Direktur Jenderal Pajak Kemenkeu Bimo Wijayanto mengatakan, setelah adanya implementasi Coretax, ada penambahan basis pajak hingga mencapai 2 juta.
"Pengaruh daripada implementasi Coretax yang datanya sudah semakin dalam, sudah semakin luas, dan sudah bisa menambah basis pajak setidaknya sekitar 2 juta basis pajak tambahan," kata Bimo dalam Rapat Kerja (Raker) bersama Komisi XI DPR, Senin (7/9/2026).
Tak hanya dampak dari penerapan Coretax, adanya peningkatan kepatuhan, pertumbuhan ekonomi, dan lain-lainnya juga turut berkontribusi meningkatkan basis pajak di 2026.
"Tentu itu dicapai melalui efektivitas peningkatan compliance dengan basis pajak, sesuai dengan pertumbuhan ekonomi yang juga membaik," terang Bimo.
Sebelumnya, DJP mengungkapkan realisasi penerimaan pajak hingga akhir Agustus 2026, di mana sejak awal Januari hingga 31 Agustus 2026 tumbuh 27% secara tahunan (year-on-year/yoy). Namun, proyeksi penerimaan pajak berpeluang meleset dari target (shortfall) sampai akhir 2026.
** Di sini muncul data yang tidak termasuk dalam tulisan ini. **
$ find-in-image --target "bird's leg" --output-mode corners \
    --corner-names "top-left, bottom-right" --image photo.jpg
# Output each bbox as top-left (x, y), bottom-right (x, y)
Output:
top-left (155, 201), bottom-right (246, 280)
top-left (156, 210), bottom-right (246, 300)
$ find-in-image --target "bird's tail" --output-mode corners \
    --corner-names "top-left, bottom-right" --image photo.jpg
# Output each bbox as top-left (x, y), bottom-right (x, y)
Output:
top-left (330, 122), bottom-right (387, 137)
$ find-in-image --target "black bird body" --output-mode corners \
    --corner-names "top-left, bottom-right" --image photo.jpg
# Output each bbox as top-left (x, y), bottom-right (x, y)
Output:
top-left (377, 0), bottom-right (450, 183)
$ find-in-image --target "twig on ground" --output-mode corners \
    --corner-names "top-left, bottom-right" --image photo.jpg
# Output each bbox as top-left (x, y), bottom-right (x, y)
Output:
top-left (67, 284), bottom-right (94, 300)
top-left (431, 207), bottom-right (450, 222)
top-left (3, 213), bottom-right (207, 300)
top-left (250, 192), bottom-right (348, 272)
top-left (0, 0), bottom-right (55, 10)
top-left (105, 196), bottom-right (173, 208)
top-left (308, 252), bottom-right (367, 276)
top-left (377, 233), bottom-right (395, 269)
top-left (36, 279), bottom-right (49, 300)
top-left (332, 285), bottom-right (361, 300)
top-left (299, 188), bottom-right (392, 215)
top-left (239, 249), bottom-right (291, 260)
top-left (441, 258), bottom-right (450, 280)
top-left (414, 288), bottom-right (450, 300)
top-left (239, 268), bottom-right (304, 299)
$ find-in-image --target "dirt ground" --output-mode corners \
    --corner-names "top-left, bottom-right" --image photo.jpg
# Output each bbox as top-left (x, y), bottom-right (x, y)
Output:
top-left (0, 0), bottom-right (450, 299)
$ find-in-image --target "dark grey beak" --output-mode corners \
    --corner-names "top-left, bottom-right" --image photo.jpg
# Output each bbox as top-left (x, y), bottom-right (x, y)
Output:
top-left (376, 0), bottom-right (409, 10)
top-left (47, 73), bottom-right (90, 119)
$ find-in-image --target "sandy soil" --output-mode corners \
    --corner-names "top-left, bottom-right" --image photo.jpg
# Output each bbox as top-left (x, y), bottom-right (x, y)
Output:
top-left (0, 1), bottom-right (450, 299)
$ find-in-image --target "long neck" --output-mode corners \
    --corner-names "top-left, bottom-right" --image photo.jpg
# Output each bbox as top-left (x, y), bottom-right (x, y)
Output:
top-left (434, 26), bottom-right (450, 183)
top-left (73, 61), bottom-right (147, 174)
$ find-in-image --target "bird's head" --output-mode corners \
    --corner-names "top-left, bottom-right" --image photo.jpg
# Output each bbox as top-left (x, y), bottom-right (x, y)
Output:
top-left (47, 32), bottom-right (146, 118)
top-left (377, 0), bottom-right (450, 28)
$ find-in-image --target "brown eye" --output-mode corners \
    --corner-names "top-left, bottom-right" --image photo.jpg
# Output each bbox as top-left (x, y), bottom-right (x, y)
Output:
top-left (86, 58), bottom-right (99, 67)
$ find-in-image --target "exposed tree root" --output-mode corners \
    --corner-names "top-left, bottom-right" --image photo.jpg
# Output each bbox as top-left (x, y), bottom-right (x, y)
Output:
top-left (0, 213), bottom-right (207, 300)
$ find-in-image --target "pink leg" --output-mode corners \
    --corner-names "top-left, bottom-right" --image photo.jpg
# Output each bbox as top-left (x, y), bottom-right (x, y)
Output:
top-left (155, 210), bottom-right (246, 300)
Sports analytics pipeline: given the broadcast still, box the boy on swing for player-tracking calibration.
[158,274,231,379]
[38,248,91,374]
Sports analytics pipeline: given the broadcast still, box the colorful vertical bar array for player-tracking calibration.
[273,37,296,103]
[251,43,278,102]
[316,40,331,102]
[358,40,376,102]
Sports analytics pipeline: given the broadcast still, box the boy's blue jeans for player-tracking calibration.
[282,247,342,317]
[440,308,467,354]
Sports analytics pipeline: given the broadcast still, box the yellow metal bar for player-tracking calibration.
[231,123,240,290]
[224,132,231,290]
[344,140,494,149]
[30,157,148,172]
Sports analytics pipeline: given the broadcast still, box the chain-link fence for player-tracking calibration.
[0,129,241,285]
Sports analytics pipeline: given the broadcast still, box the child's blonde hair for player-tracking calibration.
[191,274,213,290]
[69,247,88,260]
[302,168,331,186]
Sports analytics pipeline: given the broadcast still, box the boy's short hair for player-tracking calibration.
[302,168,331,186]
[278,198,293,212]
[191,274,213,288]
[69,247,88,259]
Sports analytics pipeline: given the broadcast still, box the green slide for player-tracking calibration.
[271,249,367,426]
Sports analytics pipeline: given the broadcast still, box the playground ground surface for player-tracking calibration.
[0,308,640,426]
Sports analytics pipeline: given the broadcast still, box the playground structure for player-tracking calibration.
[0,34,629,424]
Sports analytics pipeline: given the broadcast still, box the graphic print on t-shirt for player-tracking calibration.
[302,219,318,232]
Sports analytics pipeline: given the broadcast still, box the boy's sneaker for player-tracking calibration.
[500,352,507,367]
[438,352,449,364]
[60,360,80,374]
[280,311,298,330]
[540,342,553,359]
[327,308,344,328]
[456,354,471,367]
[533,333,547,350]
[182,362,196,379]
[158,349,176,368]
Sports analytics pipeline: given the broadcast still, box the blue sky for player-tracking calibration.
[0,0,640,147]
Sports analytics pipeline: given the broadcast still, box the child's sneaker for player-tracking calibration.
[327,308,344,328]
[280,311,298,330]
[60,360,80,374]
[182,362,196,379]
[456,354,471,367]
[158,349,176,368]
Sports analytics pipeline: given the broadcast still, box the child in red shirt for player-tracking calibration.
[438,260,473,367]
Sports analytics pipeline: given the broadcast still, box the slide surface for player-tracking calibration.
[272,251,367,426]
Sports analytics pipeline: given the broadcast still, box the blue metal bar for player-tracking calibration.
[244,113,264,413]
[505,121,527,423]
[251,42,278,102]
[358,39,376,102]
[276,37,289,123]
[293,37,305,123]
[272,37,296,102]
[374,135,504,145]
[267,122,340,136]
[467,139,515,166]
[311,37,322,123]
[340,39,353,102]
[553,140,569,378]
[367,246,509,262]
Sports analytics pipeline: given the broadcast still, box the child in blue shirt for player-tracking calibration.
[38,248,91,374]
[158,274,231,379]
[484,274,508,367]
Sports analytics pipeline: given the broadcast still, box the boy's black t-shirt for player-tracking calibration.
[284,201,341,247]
"Sampai 31 Agustus 2026, sementara penerimaan pajak secara tahunan tumbuh 27%, kalau akumulatif 24,1% dari Januari sampai Agustus," kata Bimo saat ditemui wartawan di gedung DPR RI, Selasa (1/9/2026).
Untuk diketahui, pemerintah menargetkan penerimaan pajak 2026 sebesar Rp2.357,7 triliun. Namun, berdasarkan outlook pertengahan tahun ini, penerimaan diproyeksikan hanya terkumpul Rp2.310,8 triliun atau terjadi shortfall Rp46,9 triliun.
Dengan pertumbuhan 27% (yoy), apabila mengacu pada realisasi Agustus 2025 sebesar Rp1.135,4 triliun, maka estimasi penerimaan pajak Agustus 2026 tercatat sebesar Rp1.441,9 triliun. Realisasinya masih 61,15% dari target APBN, sedangkan 62,4% dari outlook 2026.